L'impôt sur les sociétés est un argument clé dans cette discussion. En Espagne, les entreprises paient généralement une 25% sur leurs bénéfices. Si ces bénéfices sont distribués sous forme de dividendes, la charge fiscale peut augmenter considérablement lorsque l'impôt est ajouté aux dividendes. Par exemple, la somme de l'impôt sur les sociétés (25%) et de l'impôt minimum sur les dividendes (19%) se traduit par un impact fiscal de 44%.

Réglementations et restrictions légales

Il existe des règles légales à respecter en matière de dividendes. Par exemple, 10% de bénéfices doivent être affectés aux réserves légales jusqu'à 20% du capital social de la société. En outre, le règlement de l'entreprise peut fixer des limites supplémentaires.

Avantages non fiscaux d'une augmentation de salaire

Outre les aspects fiscaux, l'augmentation des salaires peut apporter des avantages supplémentaires. Elle peut entraîner une augmentation des cotisations de sécurité sociale et avoir une incidence positive sur le calcul de certains droits, tels que les pensions et d'autres avantages liés à l'emploi.

Stratégies pour les actionnaires minoritaires

La protection des actionnaires minoritaires exige la distribution d'au moins 25% des bénéfices annuels. Cette règle garantit des droits à ceux qui détiennent une participation moindre dans l'entreprise.

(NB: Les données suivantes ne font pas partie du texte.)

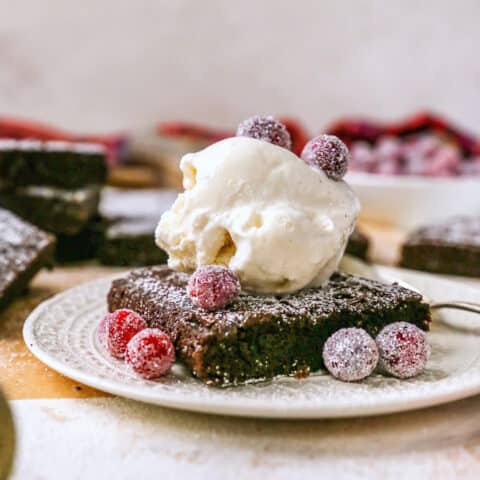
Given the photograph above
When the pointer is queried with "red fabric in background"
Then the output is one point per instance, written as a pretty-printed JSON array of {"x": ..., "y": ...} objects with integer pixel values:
[
  {"x": 348, "y": 129},
  {"x": 357, "y": 128},
  {"x": 11, "y": 127}
]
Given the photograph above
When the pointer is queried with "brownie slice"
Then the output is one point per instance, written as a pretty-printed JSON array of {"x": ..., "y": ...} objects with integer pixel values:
[
  {"x": 60, "y": 164},
  {"x": 83, "y": 245},
  {"x": 53, "y": 209},
  {"x": 131, "y": 217},
  {"x": 358, "y": 244},
  {"x": 451, "y": 247},
  {"x": 24, "y": 250},
  {"x": 259, "y": 337},
  {"x": 131, "y": 242}
]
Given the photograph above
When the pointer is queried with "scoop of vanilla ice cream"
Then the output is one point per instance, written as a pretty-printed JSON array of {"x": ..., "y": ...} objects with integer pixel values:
[{"x": 258, "y": 209}]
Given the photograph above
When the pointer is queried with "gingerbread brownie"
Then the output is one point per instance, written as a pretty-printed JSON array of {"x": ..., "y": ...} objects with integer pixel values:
[
  {"x": 358, "y": 244},
  {"x": 260, "y": 337},
  {"x": 51, "y": 208},
  {"x": 451, "y": 247},
  {"x": 24, "y": 250},
  {"x": 59, "y": 164},
  {"x": 83, "y": 245},
  {"x": 131, "y": 242},
  {"x": 131, "y": 217}
]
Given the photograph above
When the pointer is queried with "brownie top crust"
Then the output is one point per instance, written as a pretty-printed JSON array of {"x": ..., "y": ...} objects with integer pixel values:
[
  {"x": 343, "y": 293},
  {"x": 20, "y": 246}
]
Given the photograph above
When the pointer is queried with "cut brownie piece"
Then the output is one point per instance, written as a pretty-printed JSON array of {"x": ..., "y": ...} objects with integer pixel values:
[
  {"x": 83, "y": 245},
  {"x": 53, "y": 209},
  {"x": 131, "y": 217},
  {"x": 259, "y": 337},
  {"x": 358, "y": 244},
  {"x": 61, "y": 164},
  {"x": 131, "y": 242},
  {"x": 451, "y": 247},
  {"x": 24, "y": 250}
]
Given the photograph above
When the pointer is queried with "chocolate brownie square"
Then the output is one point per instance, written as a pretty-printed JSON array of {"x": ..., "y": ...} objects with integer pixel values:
[
  {"x": 24, "y": 250},
  {"x": 259, "y": 337},
  {"x": 56, "y": 210},
  {"x": 131, "y": 217},
  {"x": 450, "y": 247},
  {"x": 358, "y": 244},
  {"x": 60, "y": 164}
]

Par conséquent, lorsque la structure de l'actionnariat est diversifiée, il peut être plus favorable d'aborder les questions salariales afin de conserver un plus grand contrôle du capital.

Considérations sur les dividendes internationaux

Pour les dividendes perçus par les non-résidents, il existe des conventions de double imposition qui permettent d'alléger la charge fiscale en récupérant l'excédent par rapport au taux prévu par la convention. Cela encourage la planification fiscale transfrontalière.

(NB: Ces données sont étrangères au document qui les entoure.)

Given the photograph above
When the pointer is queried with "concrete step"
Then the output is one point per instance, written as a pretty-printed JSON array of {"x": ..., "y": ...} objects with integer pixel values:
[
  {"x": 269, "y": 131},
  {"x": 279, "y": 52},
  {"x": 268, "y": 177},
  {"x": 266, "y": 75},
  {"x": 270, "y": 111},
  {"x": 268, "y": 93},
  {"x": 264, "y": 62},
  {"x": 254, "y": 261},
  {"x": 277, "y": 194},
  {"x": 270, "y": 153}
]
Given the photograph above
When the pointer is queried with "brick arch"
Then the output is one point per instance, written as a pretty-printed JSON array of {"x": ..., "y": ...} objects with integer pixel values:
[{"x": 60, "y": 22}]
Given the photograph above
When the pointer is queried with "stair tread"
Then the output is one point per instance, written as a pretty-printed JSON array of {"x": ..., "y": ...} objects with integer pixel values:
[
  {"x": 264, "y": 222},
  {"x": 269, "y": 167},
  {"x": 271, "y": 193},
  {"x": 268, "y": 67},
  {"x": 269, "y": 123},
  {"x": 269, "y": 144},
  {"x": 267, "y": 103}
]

Décision personnalisée et planifiée

Enfin, le choix entre dividendes et salaires doit être personnalisé et reposer sur une analyse complète de la situation fiscale personnelle et de l'entreprise. La consultation d'un conseiller fiscal peut s'avérer essentielle pour optimiser les coûts fiscaux et maximiser les avantages.

Le choix d'une stratégie ou d'une autre est une décision à multiples facettes qui a trait non seulement à la fiscalité, mais aussi aux objectifs à long terme de l'entreprise et des associés. L'essentiel est d'équilibrer les charges fiscales, de respecter les dispositions légales et d'aligner les choix sur les objectifs financiers.

Questions fréquemment posées

Quel est le montant du dividende qui peut être déclaré ?

Le montant des dividendes que vous pouvez déclarer dépend des bénéfices réalisés. Les dividendes ne peuvent pas être distribués si la valeur nette est négative ou si cela affecte la réserve légale. La loi protège également les actionnaires minoritaires en exigeant une distribution minimale de 25% des bénéfices en cas d'écart. Ce contexte juridique doit être un élément clé dans le choix du montant à déclarer.

Quel pourcentage du salaire le dividende peut-il représenter ?

Il n'y a pas de limite stricte au pourcentage de votre revenu total qui peut provenir des dividendes. Toutefois, il est essentiel de trouver un équilibre bénéfique. Une combinaison courante consiste à allouer un salaire qui couvre vos dépenses personnelles de base et à utiliser les dividendes pour obtenir un revenu supplémentaire et des avantages fiscaux.